На главную
Фрагменты кратин Пурыгина

В поисках творческого метода

Пурыгин с головой уходит в работу. Пишет бездну этюдов. Делает большие пейзажи, станковые композиции; пытается выставлять их не только в тогдашнем Куйбышеве, но и на республиканских смотрах, - именно в то время начинали свою историю периодические экспозиции “Советская Россия” в московском Манеже.

Уже тогда у Пурыгина наметился особый аспект видения в сравнении с советской пейзажной картиной второй половины 50-х годов. Его довольно мало увлекает декоративность панорамы сама по себе, романтический пафос или лирическое “настроенчество” в переживании природы. Не делает он при этом и каких-то социальных ударений, подобно Пластову. Не склонен к акцентам ностальгически-национальным, которые привлекали тогда иных из его сверстников, например, в облике русского Севера. Пейзаж Пурыгина - скорее пантеистического строя. Автор пытается разгадать, скажем так, саму таинственную энергию произрастания природы. Не оттого ли главным “героем” становится у него могучее дерево? Красота его будет любовно воссоздаваться мастером снова и снова в продолжение десятилетий. Сегодня пишется об “экологизме” такого видения. У Пурыгина оно складывается почти сорок лет назад. В нем рос художник, до болезненности чуткий к коллизиям природы, и имеющим органическое происхождение, и привнесенным цивилизацией. О том говорят все, в деталях наблюдавшие становление пурыгинского творчества. Так, вспоминают одну из его первых картин “Илья Муромец и Соловей-разбойник”. Супостат былинного богатыря был здесь трактован в непривычно сочувственном тоне, как бы перекликаясь с врубелевским изображением Пана. На этой основе развернутся стержневые идеи живописи Пурыгина 70-80-х годов. Но, конечно, в свое время они получат совершенно иной пластический облик.

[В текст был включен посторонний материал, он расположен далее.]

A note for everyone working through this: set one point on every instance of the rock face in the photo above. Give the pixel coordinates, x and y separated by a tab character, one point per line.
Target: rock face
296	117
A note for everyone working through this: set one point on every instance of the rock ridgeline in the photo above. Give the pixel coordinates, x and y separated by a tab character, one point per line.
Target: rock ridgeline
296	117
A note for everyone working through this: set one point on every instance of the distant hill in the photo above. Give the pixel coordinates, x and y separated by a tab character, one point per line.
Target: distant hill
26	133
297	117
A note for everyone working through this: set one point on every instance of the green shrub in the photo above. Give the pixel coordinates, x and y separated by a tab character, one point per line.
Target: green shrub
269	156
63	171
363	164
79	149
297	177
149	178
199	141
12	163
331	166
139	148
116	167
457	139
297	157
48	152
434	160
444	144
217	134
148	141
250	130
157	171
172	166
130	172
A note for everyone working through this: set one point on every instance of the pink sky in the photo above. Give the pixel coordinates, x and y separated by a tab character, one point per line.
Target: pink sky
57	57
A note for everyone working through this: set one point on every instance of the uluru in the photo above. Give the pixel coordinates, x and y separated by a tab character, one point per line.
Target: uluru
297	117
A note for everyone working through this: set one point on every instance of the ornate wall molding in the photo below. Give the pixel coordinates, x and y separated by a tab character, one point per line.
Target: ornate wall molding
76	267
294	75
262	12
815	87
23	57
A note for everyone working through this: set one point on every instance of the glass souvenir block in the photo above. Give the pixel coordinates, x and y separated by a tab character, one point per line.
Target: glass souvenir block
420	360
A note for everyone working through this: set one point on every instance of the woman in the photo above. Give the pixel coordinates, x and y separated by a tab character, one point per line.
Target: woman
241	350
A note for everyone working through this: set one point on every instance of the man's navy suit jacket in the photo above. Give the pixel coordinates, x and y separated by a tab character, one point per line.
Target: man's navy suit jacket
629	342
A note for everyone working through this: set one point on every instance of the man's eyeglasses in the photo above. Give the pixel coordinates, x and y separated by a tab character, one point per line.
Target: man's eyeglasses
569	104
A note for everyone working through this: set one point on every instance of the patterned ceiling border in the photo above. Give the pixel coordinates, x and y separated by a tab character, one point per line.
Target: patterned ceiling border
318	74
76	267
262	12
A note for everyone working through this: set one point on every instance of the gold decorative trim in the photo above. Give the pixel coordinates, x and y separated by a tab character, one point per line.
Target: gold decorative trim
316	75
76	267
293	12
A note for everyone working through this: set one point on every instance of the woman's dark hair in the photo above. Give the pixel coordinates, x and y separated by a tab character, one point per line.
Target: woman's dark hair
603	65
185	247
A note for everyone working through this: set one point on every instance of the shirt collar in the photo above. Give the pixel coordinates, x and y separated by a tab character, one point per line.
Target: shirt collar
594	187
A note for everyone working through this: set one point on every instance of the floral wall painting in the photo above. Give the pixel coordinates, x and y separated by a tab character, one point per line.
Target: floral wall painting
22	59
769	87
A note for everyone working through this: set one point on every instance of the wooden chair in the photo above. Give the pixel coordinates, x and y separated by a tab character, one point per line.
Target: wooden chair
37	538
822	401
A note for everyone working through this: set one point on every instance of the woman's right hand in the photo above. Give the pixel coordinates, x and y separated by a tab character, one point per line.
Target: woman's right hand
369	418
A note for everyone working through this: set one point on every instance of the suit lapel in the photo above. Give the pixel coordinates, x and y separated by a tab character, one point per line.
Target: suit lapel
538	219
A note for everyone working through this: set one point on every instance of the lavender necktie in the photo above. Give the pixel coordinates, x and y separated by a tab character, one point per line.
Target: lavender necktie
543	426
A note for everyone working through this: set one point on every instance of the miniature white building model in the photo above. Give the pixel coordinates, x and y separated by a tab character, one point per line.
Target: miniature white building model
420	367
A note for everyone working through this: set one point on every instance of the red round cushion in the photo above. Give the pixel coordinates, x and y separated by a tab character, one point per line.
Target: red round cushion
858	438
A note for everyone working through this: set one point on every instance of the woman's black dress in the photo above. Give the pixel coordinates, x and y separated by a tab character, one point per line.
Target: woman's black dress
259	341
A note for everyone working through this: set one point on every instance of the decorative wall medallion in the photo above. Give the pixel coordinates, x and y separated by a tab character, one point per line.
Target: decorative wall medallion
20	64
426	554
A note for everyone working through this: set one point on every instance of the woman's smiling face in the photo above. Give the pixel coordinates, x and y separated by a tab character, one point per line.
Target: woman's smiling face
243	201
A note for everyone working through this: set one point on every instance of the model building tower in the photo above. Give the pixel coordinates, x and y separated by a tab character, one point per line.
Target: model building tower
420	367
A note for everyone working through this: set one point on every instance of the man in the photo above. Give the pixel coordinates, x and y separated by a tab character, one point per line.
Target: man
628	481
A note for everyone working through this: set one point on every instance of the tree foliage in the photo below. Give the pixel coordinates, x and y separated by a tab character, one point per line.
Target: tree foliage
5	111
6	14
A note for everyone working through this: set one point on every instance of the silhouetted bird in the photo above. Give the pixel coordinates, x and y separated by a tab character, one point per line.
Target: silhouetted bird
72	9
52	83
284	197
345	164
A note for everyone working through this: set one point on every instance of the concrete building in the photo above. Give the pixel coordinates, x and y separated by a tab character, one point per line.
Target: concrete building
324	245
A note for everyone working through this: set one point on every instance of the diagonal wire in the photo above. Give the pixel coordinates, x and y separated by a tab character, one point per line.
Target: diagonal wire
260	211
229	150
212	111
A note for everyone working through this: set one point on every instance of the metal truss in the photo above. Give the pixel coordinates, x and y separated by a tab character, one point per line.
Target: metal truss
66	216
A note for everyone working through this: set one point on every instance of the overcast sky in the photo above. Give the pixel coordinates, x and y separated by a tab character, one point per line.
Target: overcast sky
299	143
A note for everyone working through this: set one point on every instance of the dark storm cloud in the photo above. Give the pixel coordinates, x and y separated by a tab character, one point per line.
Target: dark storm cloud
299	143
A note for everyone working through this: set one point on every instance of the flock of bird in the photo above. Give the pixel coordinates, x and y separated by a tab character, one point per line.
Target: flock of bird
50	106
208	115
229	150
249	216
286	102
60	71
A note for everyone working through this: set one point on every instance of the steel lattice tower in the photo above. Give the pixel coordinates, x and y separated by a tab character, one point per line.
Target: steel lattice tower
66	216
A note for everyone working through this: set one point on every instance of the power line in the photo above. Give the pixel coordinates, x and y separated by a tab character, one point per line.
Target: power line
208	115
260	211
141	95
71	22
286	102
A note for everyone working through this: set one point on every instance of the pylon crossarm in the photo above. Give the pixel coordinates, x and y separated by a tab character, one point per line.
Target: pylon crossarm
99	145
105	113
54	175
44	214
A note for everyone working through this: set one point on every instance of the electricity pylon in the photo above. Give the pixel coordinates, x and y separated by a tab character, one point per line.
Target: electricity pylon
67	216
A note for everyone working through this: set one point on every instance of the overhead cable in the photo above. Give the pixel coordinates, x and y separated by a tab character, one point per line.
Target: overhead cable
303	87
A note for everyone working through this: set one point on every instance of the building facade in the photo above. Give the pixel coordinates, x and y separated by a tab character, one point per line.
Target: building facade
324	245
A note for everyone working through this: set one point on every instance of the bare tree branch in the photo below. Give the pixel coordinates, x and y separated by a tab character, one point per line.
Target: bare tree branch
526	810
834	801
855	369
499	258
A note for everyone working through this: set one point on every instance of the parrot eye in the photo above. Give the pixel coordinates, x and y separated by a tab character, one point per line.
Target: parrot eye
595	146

 Пожалуй, самыми преданными “болельщиками” и помощниками на всю жизнь для него станут искусствоведы В. И. Володин и А. Я. Басс. Благодаря их усилиям Самарский художественный музей сегодня обладает достойной коллекцией мастера. Любопытно выстраивались его отношения с новаторскими тенденциями 60-х годов. То время в истории нашего искусства нередко видят сквозь призму “сурового стиля”. Но именно он фактически оказался чуждым Пурыгину. Почему? Надо, наверное, иметь в виду его живописный темперамент, не склонный к графической монументализации формы. Да и по сути своей “романтика строек”, идеология “поворота рек” ничуть не были близки его личности. Но это не значит, будто среди всеохватной динамики шестидесятых мастер не испытал жажды нового. Только его путь был индивидуальным.

Вполне ощущая ревнивую настороженность коллег, художник увлекается французскими постимпрессионистами, пуантилизмом Сера и Синьяка. Изучая соответствующие методу и технику, Пурыгин стал, как он сам говорит не без иронии,“точковаться”. И делал это ради того, чтобы всемерно “поднять цвет”. Иными словами, он ищет новой степени живописной экспрессии, - и это вполне в духе шестидесятых годов. В этом движении ему поначалу как нельзя более кстати был контакт с новой натурой, уже не волжской, а крымской. Так появляются крупноформатные пейзажи Гурзуфа и Судака, и пишутся они в горячей, терпкой гамме, и кисть не боится местами буквально слепить эффектами сочетаний синего, красного, золотого, лилового, зеленого.